Oil traded near its highest level since 2015 on Wednesday, having risen above $67 a barrel during the previous session. The sustained strength came after hedge funds placed a record bet that Brent crude’s near 35 per cent rally over the past six months will continue into the new year, with protests in Iran stoking buying. While Iran’s oilfields have so far been unaffected by the largest protests against the Islamic regime in almost a decade, traders said renewed risks in Opec’s third-biggest producer had added to momentum as prices test new peaks.

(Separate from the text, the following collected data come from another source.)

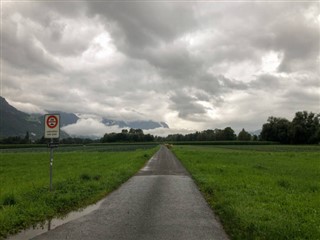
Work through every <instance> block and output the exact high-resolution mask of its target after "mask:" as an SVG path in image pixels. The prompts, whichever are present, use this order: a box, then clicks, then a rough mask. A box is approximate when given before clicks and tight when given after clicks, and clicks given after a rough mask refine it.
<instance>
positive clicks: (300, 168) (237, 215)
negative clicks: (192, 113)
mask: <svg viewBox="0 0 320 240" xmlns="http://www.w3.org/2000/svg"><path fill="white" fill-rule="evenodd" d="M230 148H231V149H230ZM173 151H174V153H175V154H176V155H177V157H178V158H179V159H180V160H181V161H182V163H183V164H184V166H185V167H186V168H187V169H188V170H189V172H190V173H191V174H192V176H193V178H194V179H195V181H196V183H197V185H198V186H199V188H200V191H202V192H203V194H204V196H205V198H206V199H207V201H208V203H209V204H210V205H211V207H212V208H213V209H214V211H215V212H216V213H217V214H218V215H219V217H220V219H221V221H222V223H223V225H224V227H225V229H226V231H227V233H228V234H229V235H230V237H231V238H232V239H272V240H274V239H290V240H291V239H320V148H319V146H315V147H310V146H305V147H302V146H299V147H296V148H295V147H288V146H268V147H263V146H251V147H249V146H245V147H244V148H241V147H240V146H234V147H230V146H226V147H216V146H202V147H201V146H175V147H174V148H173Z"/></svg>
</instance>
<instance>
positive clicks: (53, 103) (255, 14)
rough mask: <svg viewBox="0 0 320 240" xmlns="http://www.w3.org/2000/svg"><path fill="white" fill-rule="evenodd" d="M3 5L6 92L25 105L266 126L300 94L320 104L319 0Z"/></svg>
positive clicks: (307, 104)
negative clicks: (312, 0)
mask: <svg viewBox="0 0 320 240" xmlns="http://www.w3.org/2000/svg"><path fill="white" fill-rule="evenodd" d="M2 6H3V9H2V12H3V16H2V21H3V22H2V23H3V24H2V29H1V36H2V56H1V60H2V63H3V73H2V78H3V79H2V84H3V89H2V93H1V94H3V95H4V97H6V98H8V99H10V100H11V102H16V103H17V105H16V106H18V105H19V104H20V105H19V106H20V107H21V108H23V107H25V109H26V110H27V109H28V106H29V105H23V103H24V102H26V101H29V102H30V104H31V105H32V106H33V109H35V107H34V106H37V107H38V108H42V109H48V110H53V109H54V110H55V109H60V110H65V111H73V112H78V113H81V114H86V113H87V114H93V115H94V114H95V115H98V116H99V117H102V116H104V117H108V116H112V117H114V118H118V119H125V120H134V119H154V120H158V121H167V122H168V123H169V125H170V126H171V127H172V128H177V127H182V128H206V127H209V126H210V127H215V126H212V123H213V122H214V124H215V125H216V126H217V127H223V125H224V124H228V125H231V126H233V124H234V125H235V126H234V127H235V128H236V127H239V128H241V127H242V126H253V128H257V127H258V126H259V125H260V126H261V124H262V123H261V121H263V119H267V117H268V115H269V114H270V115H276V116H277V115H280V116H282V117H286V116H288V115H290V116H291V115H292V114H293V113H292V111H294V110H296V109H295V108H294V107H292V103H293V102H294V103H295V106H299V108H301V109H297V110H309V111H315V110H317V104H318V103H319V101H318V100H319V99H317V98H316V96H317V94H318V92H319V69H318V65H319V59H320V58H319V48H320V47H319V42H320V37H319V21H320V17H319V12H320V10H319V5H318V4H317V3H311V2H310V3H307V2H299V3H297V2H281V3H280V2H277V3H274V2H229V3H226V2H224V3H222V2H219V3H217V2H158V1H156V2H128V1H125V2H115V1H111V2H101V1H98V2H95V1H92V2H90V1H74V2H73V1H68V2H24V3H22V2H10V3H9V2H5V3H3V4H2ZM48 86H51V87H48ZM300 90H301V91H300ZM35 96H37V97H35ZM26 99H28V100H26ZM243 113H245V114H243ZM257 116H259V117H257ZM99 117H97V119H99ZM90 121H91V120H90ZM97 121H98V120H96V119H94V121H93V120H92V121H91V122H94V126H95V127H96V128H94V127H92V129H100V128H103V126H100V125H99V121H98V122H97ZM81 124H82V125H81ZM81 124H80V125H79V126H83V125H85V124H86V121H83V122H81ZM73 129H75V131H76V129H78V127H77V126H73ZM252 130H255V129H252Z"/></svg>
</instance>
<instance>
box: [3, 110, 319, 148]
mask: <svg viewBox="0 0 320 240" xmlns="http://www.w3.org/2000/svg"><path fill="white" fill-rule="evenodd" d="M319 119H320V114H315V113H312V112H307V111H303V112H297V113H296V114H295V117H294V118H293V119H292V121H289V120H287V119H285V118H279V117H273V116H271V117H269V118H268V120H267V123H265V124H263V126H262V131H261V133H260V135H259V136H257V135H251V134H250V133H249V132H247V131H246V130H245V129H242V130H241V131H240V132H239V133H238V135H236V134H235V132H234V130H233V129H232V128H231V127H226V128H224V129H218V128H216V129H207V130H204V131H197V132H195V133H189V134H185V135H183V134H170V135H168V136H167V137H159V136H153V135H151V134H145V133H144V132H143V130H142V129H133V128H131V129H129V130H128V129H123V130H122V131H121V132H120V133H106V134H104V136H103V137H102V138H101V139H97V140H92V139H82V138H65V139H60V143H63V144H88V143H98V142H101V143H111V142H153V141H156V142H166V141H167V142H178V141H235V140H238V141H259V140H260V141H273V142H279V143H282V144H318V143H320V124H319ZM46 142H47V139H44V137H42V138H41V139H38V140H36V141H35V142H34V143H46ZM0 143H3V144H26V143H31V141H30V136H29V132H26V136H25V137H8V138H4V139H2V140H0Z"/></svg>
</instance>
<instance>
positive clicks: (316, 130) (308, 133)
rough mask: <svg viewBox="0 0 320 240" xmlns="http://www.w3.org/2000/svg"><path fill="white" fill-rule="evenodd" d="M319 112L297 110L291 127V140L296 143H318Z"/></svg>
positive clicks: (292, 142)
mask: <svg viewBox="0 0 320 240" xmlns="http://www.w3.org/2000/svg"><path fill="white" fill-rule="evenodd" d="M319 135H320V125H319V114H318V115H317V114H315V113H312V112H310V113H308V112H307V111H303V112H297V113H296V114H295V117H294V118H293V120H292V124H291V128H290V137H291V142H292V143H294V144H305V143H309V144H312V143H318V142H319V141H320V137H319Z"/></svg>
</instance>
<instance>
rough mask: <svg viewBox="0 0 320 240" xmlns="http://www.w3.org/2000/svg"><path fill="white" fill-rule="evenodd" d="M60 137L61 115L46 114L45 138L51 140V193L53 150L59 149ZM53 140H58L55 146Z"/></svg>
mask: <svg viewBox="0 0 320 240" xmlns="http://www.w3.org/2000/svg"><path fill="white" fill-rule="evenodd" d="M59 137H60V115H59V114H46V115H45V116H44V138H46V139H51V140H50V143H49V146H48V147H49V148H50V186H49V189H50V192H51V191H52V171H53V169H52V165H53V148H55V147H58V144H59ZM53 139H57V140H58V142H57V143H56V144H55V143H54V142H53Z"/></svg>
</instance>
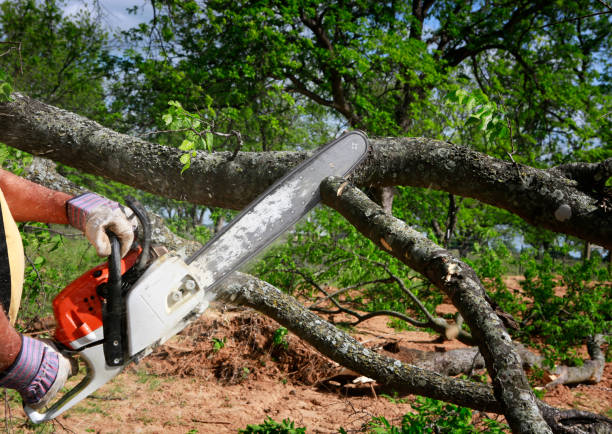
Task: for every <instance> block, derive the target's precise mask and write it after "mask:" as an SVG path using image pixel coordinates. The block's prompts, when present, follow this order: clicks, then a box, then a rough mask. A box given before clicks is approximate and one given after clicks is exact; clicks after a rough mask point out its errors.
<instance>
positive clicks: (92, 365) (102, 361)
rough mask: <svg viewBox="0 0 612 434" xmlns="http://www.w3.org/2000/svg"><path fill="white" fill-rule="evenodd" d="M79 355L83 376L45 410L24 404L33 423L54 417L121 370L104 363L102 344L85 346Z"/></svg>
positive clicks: (66, 408)
mask: <svg viewBox="0 0 612 434" xmlns="http://www.w3.org/2000/svg"><path fill="white" fill-rule="evenodd" d="M79 356H80V357H81V358H82V359H83V360H84V361H85V364H86V365H87V374H86V375H85V378H83V379H82V380H81V382H80V383H79V384H77V385H76V386H75V387H73V388H72V389H71V390H70V391H69V392H67V393H66V394H65V395H64V396H63V397H62V398H61V399H60V400H58V401H57V402H56V403H54V404H53V405H52V406H51V407H50V408H49V409H48V410H47V411H45V412H38V411H36V410H34V409H33V408H30V407H28V406H27V405H26V406H24V407H23V409H24V411H25V413H26V415H27V416H28V418H29V419H30V420H31V421H32V422H33V423H41V422H46V421H49V420H51V419H54V418H56V417H57V416H59V415H60V414H62V413H63V412H65V411H66V410H68V409H70V408H72V407H73V406H75V405H76V404H78V403H79V402H81V401H82V400H83V399H85V398H87V396H88V395H90V394H92V393H93V392H95V391H96V390H98V389H99V388H100V387H102V386H103V385H104V384H106V383H107V382H109V381H110V380H111V379H113V378H114V377H116V376H117V375H118V374H119V373H120V372H121V371H122V370H123V366H108V365H107V364H106V362H105V360H104V349H103V347H102V345H95V346H93V347H89V348H85V349H84V350H82V351H79Z"/></svg>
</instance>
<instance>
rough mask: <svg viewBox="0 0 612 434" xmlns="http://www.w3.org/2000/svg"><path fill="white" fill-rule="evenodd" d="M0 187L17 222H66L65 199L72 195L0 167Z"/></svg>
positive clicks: (61, 223) (66, 219)
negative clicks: (30, 221)
mask: <svg viewBox="0 0 612 434" xmlns="http://www.w3.org/2000/svg"><path fill="white" fill-rule="evenodd" d="M0 189H2V192H3V193H4V198H5V199H6V202H7V204H8V206H9V209H10V210H11V214H12V215H13V218H14V219H15V220H16V221H18V222H25V221H36V222H42V223H59V224H68V217H67V216H66V201H68V199H70V198H71V197H72V196H70V195H69V194H66V193H62V192H60V191H53V190H50V189H48V188H46V187H43V186H42V185H38V184H35V183H33V182H31V181H28V180H27V179H23V178H21V177H19V176H17V175H15V174H13V173H11V172H7V171H6V170H2V169H0Z"/></svg>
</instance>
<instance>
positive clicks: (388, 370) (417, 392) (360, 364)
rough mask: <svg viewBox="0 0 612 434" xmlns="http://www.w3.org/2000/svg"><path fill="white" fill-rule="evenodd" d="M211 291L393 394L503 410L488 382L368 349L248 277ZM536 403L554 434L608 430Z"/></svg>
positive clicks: (218, 295)
mask: <svg viewBox="0 0 612 434" xmlns="http://www.w3.org/2000/svg"><path fill="white" fill-rule="evenodd" d="M217 291H218V293H217V299H218V300H220V301H224V302H227V303H232V304H239V305H243V306H248V307H252V308H253V309H255V310H257V311H259V312H261V313H263V314H264V315H266V316H268V317H270V318H272V319H274V320H275V321H277V322H278V323H279V324H281V325H283V326H285V327H286V328H287V329H289V330H291V331H292V332H293V333H295V334H296V335H297V336H299V337H300V338H301V339H303V340H304V341H306V342H308V343H309V344H310V345H312V346H313V347H314V348H316V349H317V351H319V352H320V353H321V354H323V355H325V356H327V357H329V358H330V359H331V360H333V361H335V362H337V363H339V364H340V365H342V366H344V367H346V368H348V369H351V370H353V371H355V372H359V373H360V374H362V375H365V376H367V377H369V378H372V379H374V380H376V381H377V382H378V383H379V384H383V385H385V386H387V387H389V388H390V389H393V390H395V391H397V392H398V393H399V394H402V395H407V394H416V395H421V396H427V397H429V398H433V399H439V400H442V401H446V402H451V403H453V404H456V405H460V406H463V407H468V408H472V409H474V410H478V411H484V412H492V413H502V412H503V410H502V407H501V405H500V404H499V402H498V401H497V400H496V399H495V396H494V395H493V390H492V388H491V387H490V386H488V385H484V384H481V383H475V382H472V381H465V380H460V379H455V378H451V377H448V376H445V375H440V374H438V373H436V372H431V371H429V370H426V369H421V368H417V367H414V366H411V365H409V364H406V363H401V362H400V361H399V360H396V359H393V358H391V357H387V356H384V355H382V354H379V353H377V352H375V351H372V350H369V349H367V348H365V347H364V346H363V345H362V344H360V343H359V342H358V341H356V340H355V339H353V338H352V337H351V336H349V335H348V334H346V333H345V332H343V331H341V330H339V329H338V328H336V327H334V326H333V325H332V324H330V323H329V322H327V321H325V320H323V319H321V318H320V317H318V316H317V315H315V314H314V313H312V312H310V311H309V310H308V309H306V308H305V307H304V306H303V305H302V304H301V303H300V302H298V301H297V300H296V299H295V298H293V297H291V296H290V295H287V294H285V293H283V292H281V291H280V290H278V289H277V288H276V287H274V286H272V285H270V284H269V283H267V282H264V281H262V280H259V279H257V278H255V277H253V276H250V275H247V274H242V273H236V274H235V275H234V276H233V277H232V278H230V279H228V280H227V281H226V282H224V283H223V284H222V285H221V286H220V287H219V288H217ZM537 405H538V407H539V409H540V411H541V412H542V415H543V417H544V420H545V421H546V423H547V424H548V425H549V426H550V428H551V429H552V432H554V433H560V434H569V433H572V434H578V433H580V434H586V433H589V432H610V430H612V420H610V419H607V418H606V417H604V416H600V415H597V414H594V413H590V412H576V411H575V410H561V409H557V408H555V407H551V406H549V405H547V404H545V403H543V402H541V401H537ZM576 424H582V425H576ZM576 426H578V428H575V427H576ZM606 430H607V431H606ZM519 432H526V431H519Z"/></svg>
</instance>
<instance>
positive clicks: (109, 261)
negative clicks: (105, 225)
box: [102, 230, 125, 366]
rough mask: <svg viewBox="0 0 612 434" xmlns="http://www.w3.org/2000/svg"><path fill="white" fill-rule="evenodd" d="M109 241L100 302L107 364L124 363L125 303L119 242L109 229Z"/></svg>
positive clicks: (114, 365) (116, 363) (117, 238)
mask: <svg viewBox="0 0 612 434" xmlns="http://www.w3.org/2000/svg"><path fill="white" fill-rule="evenodd" d="M106 234H107V235H108V238H109V240H110V242H111V254H110V256H109V257H108V282H107V283H106V287H105V299H104V301H103V303H102V324H103V327H104V357H105V359H106V364H107V365H108V366H121V365H123V364H124V363H125V343H124V330H125V303H124V300H123V294H122V291H121V252H120V249H121V244H120V242H119V238H118V237H117V236H116V235H115V234H114V233H113V232H111V231H110V230H107V231H106Z"/></svg>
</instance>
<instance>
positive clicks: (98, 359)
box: [24, 131, 369, 423]
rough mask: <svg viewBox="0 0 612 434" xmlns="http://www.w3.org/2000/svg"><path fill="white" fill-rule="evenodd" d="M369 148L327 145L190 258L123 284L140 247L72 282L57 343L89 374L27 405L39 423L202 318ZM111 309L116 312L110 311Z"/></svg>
mask: <svg viewBox="0 0 612 434" xmlns="http://www.w3.org/2000/svg"><path fill="white" fill-rule="evenodd" d="M368 149H369V144H368V139H367V136H366V135H365V134H364V133H362V132H360V131H353V132H349V133H347V134H344V135H343V136H341V137H339V138H338V139H336V140H334V141H332V142H331V143H328V144H327V145H324V146H323V147H321V148H319V149H318V150H316V151H315V152H314V154H313V155H312V156H311V157H310V158H308V159H306V160H305V161H304V162H302V163H301V164H299V165H298V166H297V167H295V168H294V169H293V170H291V171H290V172H289V173H288V174H286V175H285V176H283V177H282V178H281V179H279V180H278V181H276V182H275V183H274V184H273V185H272V186H271V187H269V188H268V189H267V190H266V191H265V192H264V193H262V194H261V195H259V196H258V198H257V199H255V201H253V202H252V203H251V204H250V205H249V206H248V207H247V208H246V209H245V210H243V211H242V212H241V213H240V214H238V216H236V217H235V218H234V219H233V220H232V221H231V222H230V223H229V224H228V225H227V226H225V227H224V228H223V229H222V230H221V231H220V232H219V233H218V234H217V235H216V236H214V237H213V238H212V239H211V240H210V241H209V242H208V243H207V244H206V245H205V246H204V247H202V248H201V249H200V250H198V251H197V252H196V253H195V254H193V255H192V256H191V257H190V258H188V259H187V260H185V259H184V258H183V257H181V256H180V255H178V254H176V253H172V252H170V253H166V254H164V255H163V256H161V257H159V258H157V259H155V261H153V262H152V264H151V265H149V266H148V267H147V268H146V269H145V270H144V272H142V274H140V273H141V272H140V271H139V273H138V274H137V275H136V277H135V278H134V280H129V279H127V282H126V279H124V281H123V283H124V284H126V283H127V284H129V283H130V282H133V281H135V282H134V283H133V284H132V285H127V287H126V285H123V286H122V282H121V277H122V276H123V277H125V276H127V275H128V274H129V273H130V272H131V269H130V270H127V269H128V268H130V267H133V264H134V263H135V262H136V257H139V256H141V255H144V253H142V252H143V249H142V248H140V247H136V248H135V250H132V251H131V252H130V253H128V255H127V256H126V257H125V258H123V259H117V258H119V256H118V255H117V254H115V255H114V256H113V255H111V257H109V263H110V262H111V258H113V257H115V258H116V259H113V261H116V262H117V263H116V264H115V263H113V267H110V266H109V265H107V264H104V265H101V266H99V267H96V268H94V269H92V270H89V271H88V272H86V273H84V274H83V275H82V276H81V277H79V278H78V279H77V280H75V281H74V282H72V283H71V284H70V285H68V286H67V287H66V288H65V289H64V290H63V291H62V292H60V294H58V295H57V297H56V298H55V299H54V301H53V309H54V315H55V318H56V322H57V324H58V325H57V328H56V332H55V340H56V341H57V343H58V347H60V348H62V349H63V350H62V352H63V353H64V354H65V355H68V356H71V355H74V354H78V355H79V356H80V359H81V360H82V361H84V362H85V364H86V365H87V374H86V375H85V377H84V378H83V379H82V380H81V382H80V383H79V384H77V385H76V386H75V387H74V388H72V389H71V390H70V391H68V392H67V393H66V394H64V396H62V397H61V398H60V399H59V400H58V401H57V402H55V403H54V404H53V405H52V406H51V407H50V408H49V409H48V410H47V411H45V412H38V411H36V410H34V409H32V408H30V407H28V406H24V410H25V412H26V414H27V416H28V417H29V418H30V420H31V421H32V422H34V423H40V422H44V421H48V420H51V419H53V418H55V417H57V416H59V415H60V414H62V413H63V412H65V411H66V410H68V409H70V408H71V407H73V406H74V405H75V404H77V403H78V402H80V401H81V400H83V399H85V398H86V397H87V396H88V395H90V394H91V393H93V392H95V391H96V390H97V389H98V388H100V387H101V386H103V385H104V384H105V383H107V382H108V381H110V380H111V379H112V378H114V377H115V376H117V375H118V374H119V373H120V372H121V371H122V370H123V368H125V366H126V365H127V364H129V363H130V362H137V361H139V360H140V359H142V358H143V357H145V356H147V355H148V354H150V353H151V352H152V351H153V349H154V348H155V347H156V346H158V345H160V344H163V343H164V342H165V341H167V340H168V339H170V338H171V337H172V336H174V335H176V334H177V333H178V332H180V331H181V330H183V329H184V328H185V327H186V326H187V325H189V324H190V323H191V322H193V321H194V320H195V319H197V318H198V317H199V316H200V315H202V314H203V313H204V311H205V310H206V309H207V308H208V306H209V303H210V301H212V300H213V299H214V298H215V289H216V288H217V287H218V286H219V285H220V284H221V283H222V282H223V281H224V280H225V279H226V278H227V277H229V276H230V275H231V274H232V273H233V272H234V271H236V270H238V269H239V268H240V267H241V266H243V265H244V264H245V263H246V262H247V261H248V260H249V259H252V258H253V257H254V256H256V255H257V254H258V253H260V252H261V251H262V250H263V249H264V248H265V247H267V246H269V245H270V244H271V243H272V242H273V241H274V240H275V239H277V238H278V237H279V236H280V235H282V234H283V233H284V232H285V231H286V230H288V229H289V228H291V227H292V226H293V225H294V224H295V223H297V222H298V220H300V219H301V218H302V217H303V216H304V215H305V214H306V213H308V211H310V210H311V209H312V208H313V207H314V206H315V205H316V204H317V203H319V201H320V193H319V185H320V184H321V181H323V180H324V179H325V178H327V177H329V176H340V177H343V176H346V175H348V174H349V173H350V172H351V171H352V170H353V169H354V168H355V167H356V166H357V165H358V164H359V163H360V162H361V161H362V160H363V159H364V158H365V156H366V155H367V153H368ZM141 223H142V219H141ZM111 238H113V237H111ZM145 238H146V237H145ZM113 245H114V244H113ZM116 245H117V247H116V250H117V251H118V249H119V245H118V243H116ZM113 250H115V248H113ZM145 250H148V249H145ZM114 253H116V252H114ZM119 261H120V263H119ZM113 268H114V269H115V270H118V274H119V275H118V279H119V280H118V281H117V282H113V285H114V284H116V290H115V291H114V293H115V294H116V295H112V294H111V293H110V292H109V291H108V290H107V291H100V289H101V288H104V285H107V283H110V280H111V279H110V277H109V270H111V271H112V269H113ZM133 268H137V267H136V266H134V267H133ZM126 270H127V271H126ZM119 271H120V272H119ZM110 274H113V273H110ZM113 280H114V279H113ZM107 286H108V285H107ZM111 306H115V307H112V308H111ZM109 309H110V310H111V313H112V315H106V316H105V315H103V312H105V311H106V310H109ZM105 321H106V322H105ZM111 322H112V324H111ZM118 330H119V333H117V331H118ZM105 331H106V333H105ZM105 334H106V335H107V336H105ZM111 336H112V337H111Z"/></svg>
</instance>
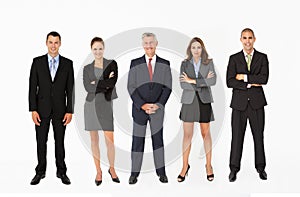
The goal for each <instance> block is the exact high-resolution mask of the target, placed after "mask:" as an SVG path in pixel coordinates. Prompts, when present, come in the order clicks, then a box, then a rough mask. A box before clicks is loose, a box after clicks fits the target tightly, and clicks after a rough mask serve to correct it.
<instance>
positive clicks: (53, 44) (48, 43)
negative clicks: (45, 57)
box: [46, 35, 61, 57]
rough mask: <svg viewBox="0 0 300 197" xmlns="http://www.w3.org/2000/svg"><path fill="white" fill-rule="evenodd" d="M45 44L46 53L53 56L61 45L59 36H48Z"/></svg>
mask: <svg viewBox="0 0 300 197" xmlns="http://www.w3.org/2000/svg"><path fill="white" fill-rule="evenodd" d="M46 45H47V47H48V53H49V55H50V56H52V57H55V56H57V55H58V50H59V47H60V45H61V43H60V40H59V37H58V36H55V37H54V36H51V35H50V36H49V37H48V39H47V41H46Z"/></svg>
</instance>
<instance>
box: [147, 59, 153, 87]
mask: <svg viewBox="0 0 300 197" xmlns="http://www.w3.org/2000/svg"><path fill="white" fill-rule="evenodd" d="M151 60H152V58H149V63H148V71H149V77H150V81H152V64H151Z"/></svg>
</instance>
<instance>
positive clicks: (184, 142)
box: [180, 122, 194, 177]
mask: <svg viewBox="0 0 300 197" xmlns="http://www.w3.org/2000/svg"><path fill="white" fill-rule="evenodd" d="M183 131H184V134H183V143H182V153H183V155H182V158H183V166H182V170H181V172H180V176H183V177H184V176H185V173H186V171H187V169H188V164H189V155H190V152H191V144H192V138H193V131H194V123H193V122H183Z"/></svg>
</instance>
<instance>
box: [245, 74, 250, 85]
mask: <svg viewBox="0 0 300 197" xmlns="http://www.w3.org/2000/svg"><path fill="white" fill-rule="evenodd" d="M244 82H248V75H244ZM250 87H251V86H250Z"/></svg>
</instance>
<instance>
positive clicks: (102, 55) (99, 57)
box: [92, 42, 104, 59]
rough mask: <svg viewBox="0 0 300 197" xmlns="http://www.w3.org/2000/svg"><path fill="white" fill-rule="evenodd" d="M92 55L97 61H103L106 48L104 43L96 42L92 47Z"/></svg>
mask: <svg viewBox="0 0 300 197" xmlns="http://www.w3.org/2000/svg"><path fill="white" fill-rule="evenodd" d="M92 53H93V55H94V57H95V59H102V58H103V53H104V46H103V44H102V42H94V44H93V45H92Z"/></svg>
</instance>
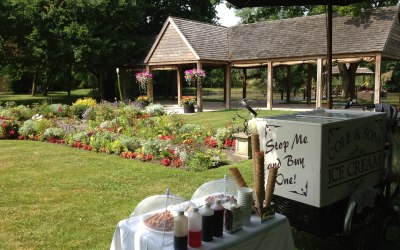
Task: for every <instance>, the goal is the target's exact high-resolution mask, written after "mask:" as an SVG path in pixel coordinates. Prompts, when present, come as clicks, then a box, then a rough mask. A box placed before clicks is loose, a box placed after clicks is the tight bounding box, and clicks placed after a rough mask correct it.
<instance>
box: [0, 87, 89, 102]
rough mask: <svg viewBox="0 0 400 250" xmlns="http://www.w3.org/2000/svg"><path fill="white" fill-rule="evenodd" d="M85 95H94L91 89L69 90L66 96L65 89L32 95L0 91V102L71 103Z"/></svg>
mask: <svg viewBox="0 0 400 250" xmlns="http://www.w3.org/2000/svg"><path fill="white" fill-rule="evenodd" d="M87 96H96V94H93V92H92V90H91V89H78V90H73V91H71V96H70V97H68V96H67V92H65V91H49V93H48V95H47V96H43V95H41V94H38V95H36V96H32V95H30V94H12V93H6V92H0V102H8V101H14V102H16V103H17V104H24V105H31V104H32V103H41V102H43V101H47V102H48V103H50V104H51V103H63V104H68V105H71V104H72V103H73V102H74V101H76V100H77V99H78V98H83V97H87Z"/></svg>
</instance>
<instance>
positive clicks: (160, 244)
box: [110, 214, 295, 250]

“Geopolitical risks are clearly back on the crude oil agenda after having been absent almost entirely since the oil market ran into a surplus in the second half of 2014,” said Bjarne Schieldrop at Nordic bank SEB. “Geopolitical risks started to impact the oil price again last autumn as production cuts then had drawn inventories significantly lower.” Brent crude oil, the international benchmark was at $66.55 a barrel in early Wednesday trade, leaving it within touching distance of Tuesday’s intraday high of $67.29.

The rally in prices since June has come as Opec-led production curbs designed to end a three-year-old oil glut have helped tighten the market. Prices had crashed from above $100 a barrel in 2014 as US shale production swamped the industry, leading the cartel to ultimately align with Russia in pursuing production curbs to drain stocks and raise the price. The Opec and Russia-led curbs, which they have agreed to extend throughout 2018, have set up a potential showdown with the US shale industry now prices are back above $60 a barrel.